UFC

Jose Aldo wypunktował Frankiego Edgara, zdobył tymczasowy pas!

Jose Aldo zafundował Frankiemu Edgarowi powtórkę z rozrywki, na gali UFC 200 pokonując Amerykanina na pełnym dystansie.

W pojedynku o tymczasowy pas mistrzowski kategorii piórkowej Jose Aldo (26-2) wypunktował Frankiego Edgara (20-5-1), podnosząc się po dotkliwej porażce z Conorem McGregorem.

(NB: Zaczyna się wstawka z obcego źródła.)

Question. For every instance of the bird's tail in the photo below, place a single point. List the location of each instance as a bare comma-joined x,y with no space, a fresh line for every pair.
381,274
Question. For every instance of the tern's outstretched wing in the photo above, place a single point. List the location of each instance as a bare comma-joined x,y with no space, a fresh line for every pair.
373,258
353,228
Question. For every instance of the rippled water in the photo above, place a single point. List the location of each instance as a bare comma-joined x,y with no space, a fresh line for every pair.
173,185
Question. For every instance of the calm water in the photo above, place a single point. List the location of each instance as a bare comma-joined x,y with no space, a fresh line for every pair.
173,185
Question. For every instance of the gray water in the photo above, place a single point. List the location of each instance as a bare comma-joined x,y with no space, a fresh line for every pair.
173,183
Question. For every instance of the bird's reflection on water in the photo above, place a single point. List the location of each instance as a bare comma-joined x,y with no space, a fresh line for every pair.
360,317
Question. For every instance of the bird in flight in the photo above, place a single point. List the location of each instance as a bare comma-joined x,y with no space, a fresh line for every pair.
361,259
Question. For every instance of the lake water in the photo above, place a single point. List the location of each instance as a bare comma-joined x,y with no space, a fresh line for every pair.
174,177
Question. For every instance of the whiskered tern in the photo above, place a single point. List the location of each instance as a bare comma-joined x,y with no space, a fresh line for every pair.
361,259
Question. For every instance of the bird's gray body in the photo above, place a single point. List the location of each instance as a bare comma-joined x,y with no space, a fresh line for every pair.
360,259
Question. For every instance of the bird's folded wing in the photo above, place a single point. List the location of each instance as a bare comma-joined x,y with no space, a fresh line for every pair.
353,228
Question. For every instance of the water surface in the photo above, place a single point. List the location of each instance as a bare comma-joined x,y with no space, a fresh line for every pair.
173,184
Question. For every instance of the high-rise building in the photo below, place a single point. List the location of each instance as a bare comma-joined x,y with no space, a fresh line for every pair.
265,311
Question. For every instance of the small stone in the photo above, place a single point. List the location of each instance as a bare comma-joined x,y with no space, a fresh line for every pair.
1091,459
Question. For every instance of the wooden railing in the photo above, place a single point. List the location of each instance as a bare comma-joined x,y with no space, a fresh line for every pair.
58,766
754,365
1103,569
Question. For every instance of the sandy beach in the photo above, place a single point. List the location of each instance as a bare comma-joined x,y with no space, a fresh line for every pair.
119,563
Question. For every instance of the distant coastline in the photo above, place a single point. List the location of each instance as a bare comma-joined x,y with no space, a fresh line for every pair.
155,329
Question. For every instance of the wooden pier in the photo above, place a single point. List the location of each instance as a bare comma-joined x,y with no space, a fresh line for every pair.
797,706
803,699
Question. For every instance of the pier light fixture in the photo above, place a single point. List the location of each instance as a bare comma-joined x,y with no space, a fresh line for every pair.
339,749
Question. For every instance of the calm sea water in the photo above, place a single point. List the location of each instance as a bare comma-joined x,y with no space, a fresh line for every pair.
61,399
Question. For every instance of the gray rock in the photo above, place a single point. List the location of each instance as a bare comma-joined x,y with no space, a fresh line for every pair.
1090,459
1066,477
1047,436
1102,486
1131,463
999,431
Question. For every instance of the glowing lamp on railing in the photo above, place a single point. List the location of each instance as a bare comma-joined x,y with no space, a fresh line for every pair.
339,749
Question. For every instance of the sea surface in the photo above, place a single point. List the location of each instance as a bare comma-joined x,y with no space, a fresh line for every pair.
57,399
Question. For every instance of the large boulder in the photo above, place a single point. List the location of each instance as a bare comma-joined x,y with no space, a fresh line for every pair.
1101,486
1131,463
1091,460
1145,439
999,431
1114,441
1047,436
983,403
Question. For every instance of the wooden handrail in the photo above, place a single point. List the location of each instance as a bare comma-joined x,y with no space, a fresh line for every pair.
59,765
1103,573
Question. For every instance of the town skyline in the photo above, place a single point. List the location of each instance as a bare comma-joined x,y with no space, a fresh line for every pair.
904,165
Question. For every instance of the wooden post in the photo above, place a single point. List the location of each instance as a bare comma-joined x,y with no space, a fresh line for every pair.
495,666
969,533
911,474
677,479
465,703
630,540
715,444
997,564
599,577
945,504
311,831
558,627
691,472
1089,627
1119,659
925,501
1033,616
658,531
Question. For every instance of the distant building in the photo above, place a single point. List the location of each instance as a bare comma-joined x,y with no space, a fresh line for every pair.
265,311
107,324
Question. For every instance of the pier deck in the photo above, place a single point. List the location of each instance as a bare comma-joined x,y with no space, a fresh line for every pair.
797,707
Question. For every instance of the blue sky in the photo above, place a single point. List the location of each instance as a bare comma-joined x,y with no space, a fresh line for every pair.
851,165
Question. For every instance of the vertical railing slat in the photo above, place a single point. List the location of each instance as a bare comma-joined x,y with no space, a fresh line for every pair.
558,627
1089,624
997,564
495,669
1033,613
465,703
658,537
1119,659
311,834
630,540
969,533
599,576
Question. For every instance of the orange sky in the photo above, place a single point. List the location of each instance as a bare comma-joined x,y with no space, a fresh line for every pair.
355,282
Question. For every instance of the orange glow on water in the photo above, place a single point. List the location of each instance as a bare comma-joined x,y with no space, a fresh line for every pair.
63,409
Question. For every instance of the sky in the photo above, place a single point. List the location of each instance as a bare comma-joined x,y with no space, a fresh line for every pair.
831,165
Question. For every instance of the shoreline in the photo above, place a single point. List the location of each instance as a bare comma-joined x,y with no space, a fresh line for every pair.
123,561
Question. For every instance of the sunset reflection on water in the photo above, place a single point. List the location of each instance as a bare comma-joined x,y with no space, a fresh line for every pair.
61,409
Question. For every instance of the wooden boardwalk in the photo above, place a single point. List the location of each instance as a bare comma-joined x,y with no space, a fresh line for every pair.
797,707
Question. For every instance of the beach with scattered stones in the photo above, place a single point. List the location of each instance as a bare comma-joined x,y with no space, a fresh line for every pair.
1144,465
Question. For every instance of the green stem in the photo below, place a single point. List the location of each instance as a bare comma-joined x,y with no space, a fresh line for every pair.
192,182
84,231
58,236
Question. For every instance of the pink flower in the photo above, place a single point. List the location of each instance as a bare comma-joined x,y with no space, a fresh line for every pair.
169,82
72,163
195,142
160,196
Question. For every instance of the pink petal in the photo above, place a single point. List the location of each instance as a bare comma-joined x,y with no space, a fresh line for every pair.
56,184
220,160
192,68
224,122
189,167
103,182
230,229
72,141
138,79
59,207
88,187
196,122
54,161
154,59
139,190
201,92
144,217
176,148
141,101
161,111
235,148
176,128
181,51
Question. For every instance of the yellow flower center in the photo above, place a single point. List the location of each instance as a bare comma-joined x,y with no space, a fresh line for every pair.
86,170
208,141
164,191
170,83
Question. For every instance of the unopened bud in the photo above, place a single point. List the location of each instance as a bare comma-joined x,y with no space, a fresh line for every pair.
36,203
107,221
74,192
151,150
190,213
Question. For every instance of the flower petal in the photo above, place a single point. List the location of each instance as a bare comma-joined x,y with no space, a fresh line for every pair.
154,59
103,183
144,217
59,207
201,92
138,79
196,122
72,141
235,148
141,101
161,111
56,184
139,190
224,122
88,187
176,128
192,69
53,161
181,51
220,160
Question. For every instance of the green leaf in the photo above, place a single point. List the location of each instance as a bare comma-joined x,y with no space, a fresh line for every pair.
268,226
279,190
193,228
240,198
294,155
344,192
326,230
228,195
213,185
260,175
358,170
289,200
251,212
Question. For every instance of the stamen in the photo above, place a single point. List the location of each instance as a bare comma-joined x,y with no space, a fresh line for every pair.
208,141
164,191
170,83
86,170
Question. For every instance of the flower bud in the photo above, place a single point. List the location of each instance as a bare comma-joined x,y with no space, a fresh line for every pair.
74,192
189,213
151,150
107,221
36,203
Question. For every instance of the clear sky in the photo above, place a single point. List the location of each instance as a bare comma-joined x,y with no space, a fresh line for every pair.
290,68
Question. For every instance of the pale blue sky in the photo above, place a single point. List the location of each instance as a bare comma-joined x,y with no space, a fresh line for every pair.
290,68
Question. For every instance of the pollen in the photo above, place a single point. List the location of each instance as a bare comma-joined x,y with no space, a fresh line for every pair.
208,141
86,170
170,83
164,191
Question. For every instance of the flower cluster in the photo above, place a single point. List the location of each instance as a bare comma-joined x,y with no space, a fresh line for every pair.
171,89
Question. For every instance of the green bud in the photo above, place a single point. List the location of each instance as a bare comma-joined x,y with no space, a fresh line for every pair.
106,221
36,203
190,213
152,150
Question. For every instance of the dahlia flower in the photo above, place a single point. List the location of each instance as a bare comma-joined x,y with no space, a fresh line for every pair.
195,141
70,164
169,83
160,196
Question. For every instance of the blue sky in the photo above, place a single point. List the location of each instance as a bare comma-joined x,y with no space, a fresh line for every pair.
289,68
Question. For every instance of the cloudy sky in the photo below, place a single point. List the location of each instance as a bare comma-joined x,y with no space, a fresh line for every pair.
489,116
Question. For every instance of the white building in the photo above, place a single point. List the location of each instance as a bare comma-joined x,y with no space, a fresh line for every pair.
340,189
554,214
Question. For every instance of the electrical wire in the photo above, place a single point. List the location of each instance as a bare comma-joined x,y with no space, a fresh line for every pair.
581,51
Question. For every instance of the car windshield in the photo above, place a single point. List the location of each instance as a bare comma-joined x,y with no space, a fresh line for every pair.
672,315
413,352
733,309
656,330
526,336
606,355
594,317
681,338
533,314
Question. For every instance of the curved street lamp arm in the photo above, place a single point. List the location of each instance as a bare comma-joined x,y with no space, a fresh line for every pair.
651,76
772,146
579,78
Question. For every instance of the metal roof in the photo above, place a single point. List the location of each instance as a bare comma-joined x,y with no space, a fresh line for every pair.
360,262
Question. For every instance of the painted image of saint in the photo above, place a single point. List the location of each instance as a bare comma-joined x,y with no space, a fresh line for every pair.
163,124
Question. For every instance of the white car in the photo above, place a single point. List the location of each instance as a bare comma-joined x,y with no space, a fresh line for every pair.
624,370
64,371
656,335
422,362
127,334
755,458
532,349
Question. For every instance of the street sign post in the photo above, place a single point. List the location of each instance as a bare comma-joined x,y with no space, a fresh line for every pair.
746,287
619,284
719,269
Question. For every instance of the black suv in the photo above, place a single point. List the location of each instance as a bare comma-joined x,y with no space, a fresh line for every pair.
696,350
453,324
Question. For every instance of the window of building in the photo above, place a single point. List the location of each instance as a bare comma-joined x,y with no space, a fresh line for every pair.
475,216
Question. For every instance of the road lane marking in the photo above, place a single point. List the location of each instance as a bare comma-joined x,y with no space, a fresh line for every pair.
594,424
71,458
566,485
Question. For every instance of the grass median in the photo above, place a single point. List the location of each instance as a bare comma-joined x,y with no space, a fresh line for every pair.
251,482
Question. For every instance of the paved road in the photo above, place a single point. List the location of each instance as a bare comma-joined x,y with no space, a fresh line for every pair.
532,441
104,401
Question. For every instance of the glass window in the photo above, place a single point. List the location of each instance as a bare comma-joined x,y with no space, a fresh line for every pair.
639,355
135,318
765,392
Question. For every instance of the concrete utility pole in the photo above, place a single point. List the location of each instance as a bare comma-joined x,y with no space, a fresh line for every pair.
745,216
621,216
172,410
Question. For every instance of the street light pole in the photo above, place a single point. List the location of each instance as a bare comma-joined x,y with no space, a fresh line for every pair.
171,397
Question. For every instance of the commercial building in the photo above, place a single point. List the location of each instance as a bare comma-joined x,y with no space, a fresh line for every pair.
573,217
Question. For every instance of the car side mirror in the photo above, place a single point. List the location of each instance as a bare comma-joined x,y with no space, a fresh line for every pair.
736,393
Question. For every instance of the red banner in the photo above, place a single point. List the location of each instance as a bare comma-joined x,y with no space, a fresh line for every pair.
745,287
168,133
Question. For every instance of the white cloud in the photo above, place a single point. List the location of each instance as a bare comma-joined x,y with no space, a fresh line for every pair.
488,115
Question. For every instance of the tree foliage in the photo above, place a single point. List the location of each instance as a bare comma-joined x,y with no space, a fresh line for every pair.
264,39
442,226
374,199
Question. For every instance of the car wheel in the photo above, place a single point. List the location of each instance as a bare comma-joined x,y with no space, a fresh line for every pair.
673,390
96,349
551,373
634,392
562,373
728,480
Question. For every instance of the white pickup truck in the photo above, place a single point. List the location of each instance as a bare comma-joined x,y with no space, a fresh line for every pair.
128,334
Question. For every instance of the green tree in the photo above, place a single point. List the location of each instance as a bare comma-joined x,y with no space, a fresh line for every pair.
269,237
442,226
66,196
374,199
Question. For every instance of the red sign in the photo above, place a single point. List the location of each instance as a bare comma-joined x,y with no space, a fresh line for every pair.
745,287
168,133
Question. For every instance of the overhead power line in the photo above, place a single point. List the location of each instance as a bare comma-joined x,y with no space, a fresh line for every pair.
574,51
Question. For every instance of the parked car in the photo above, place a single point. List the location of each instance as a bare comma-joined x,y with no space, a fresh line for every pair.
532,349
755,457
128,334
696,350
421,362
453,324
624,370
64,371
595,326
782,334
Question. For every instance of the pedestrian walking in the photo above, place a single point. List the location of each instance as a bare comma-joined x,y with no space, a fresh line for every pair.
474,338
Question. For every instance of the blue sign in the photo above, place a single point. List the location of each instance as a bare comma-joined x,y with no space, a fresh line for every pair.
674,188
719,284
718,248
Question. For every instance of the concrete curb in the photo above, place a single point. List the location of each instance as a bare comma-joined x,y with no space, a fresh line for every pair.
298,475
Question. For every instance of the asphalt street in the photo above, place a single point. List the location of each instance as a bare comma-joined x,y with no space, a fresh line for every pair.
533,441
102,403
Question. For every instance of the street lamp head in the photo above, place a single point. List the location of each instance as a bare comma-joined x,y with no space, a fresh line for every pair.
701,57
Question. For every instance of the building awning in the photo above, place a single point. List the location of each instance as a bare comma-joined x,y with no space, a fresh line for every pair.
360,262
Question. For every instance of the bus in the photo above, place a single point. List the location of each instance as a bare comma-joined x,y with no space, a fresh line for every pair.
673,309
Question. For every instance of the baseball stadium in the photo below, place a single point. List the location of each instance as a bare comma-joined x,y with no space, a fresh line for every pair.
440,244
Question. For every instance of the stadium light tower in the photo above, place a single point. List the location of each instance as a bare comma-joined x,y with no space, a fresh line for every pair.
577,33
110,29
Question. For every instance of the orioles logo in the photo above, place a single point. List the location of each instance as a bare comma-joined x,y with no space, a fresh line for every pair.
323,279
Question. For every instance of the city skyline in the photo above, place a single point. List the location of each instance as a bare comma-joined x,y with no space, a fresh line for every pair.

Aldo rozpoczął pojedynek bardzo spokojnie, szukając kontr. Edgar był odrobinę aktywniejszy, poza kombinacjami bokserskimi, które pruły w większości powietrze, atakując też niskimi kopnięciami, które dochodziły celu. W połowie rundy Brazylijczyk – po przyjęciu kilku ciosów – obudził się i przyspieszył, trafiając w jednej z kontr mocnym prawym sierpem. Nadal to jednak Amerykanin walczył agresywniej, częściej atakując, szczególnie kombinacjami, z których ostatnie ciosy często dochodziły głowy Brazylijczyka. W ostatniej minucie to jednak Aldo przejął stery pojedynku w swoje ręce, najpierw trafiając soczystym prawym, a potem dwoma kapitalnymi kolanami na głowę w kontrze. W ostatnich sekundach skontrował też kopnięcie Edgara świetnym lewym, posyłając tracącego równowagę Amerykanina na deski.

W pierwszej minucie drugiej rundy Brazylijczyk koncentrował się tylko na defensywie, inkasując kilka kopnięć Edgara, który kończył nimi swoje kombinacje. Później jednak Brazylijczyk się przebudził. Ponownie kapitalnym kolanem skontrował próbę zapaśniczą Amerykanina, dokładając później mocny cios na głowę. Edgar jednak konsekwentnie atakował i do końca rundy był aktywniejszy, trafiając częściej. Brazylijczyk wydawał się czekać na idealną okazję do kontry, ale w konsekwencji nie wyprowadzał uderzeń, przepuszczając wiele ataków Amerykanina, ale część też przyjmując – szczególnie kończących kombinację sierpowych i kopnięć. Wybronił za to wszystkie próby zapaśnicze Edgara, których w tej rundzie nie brakowało.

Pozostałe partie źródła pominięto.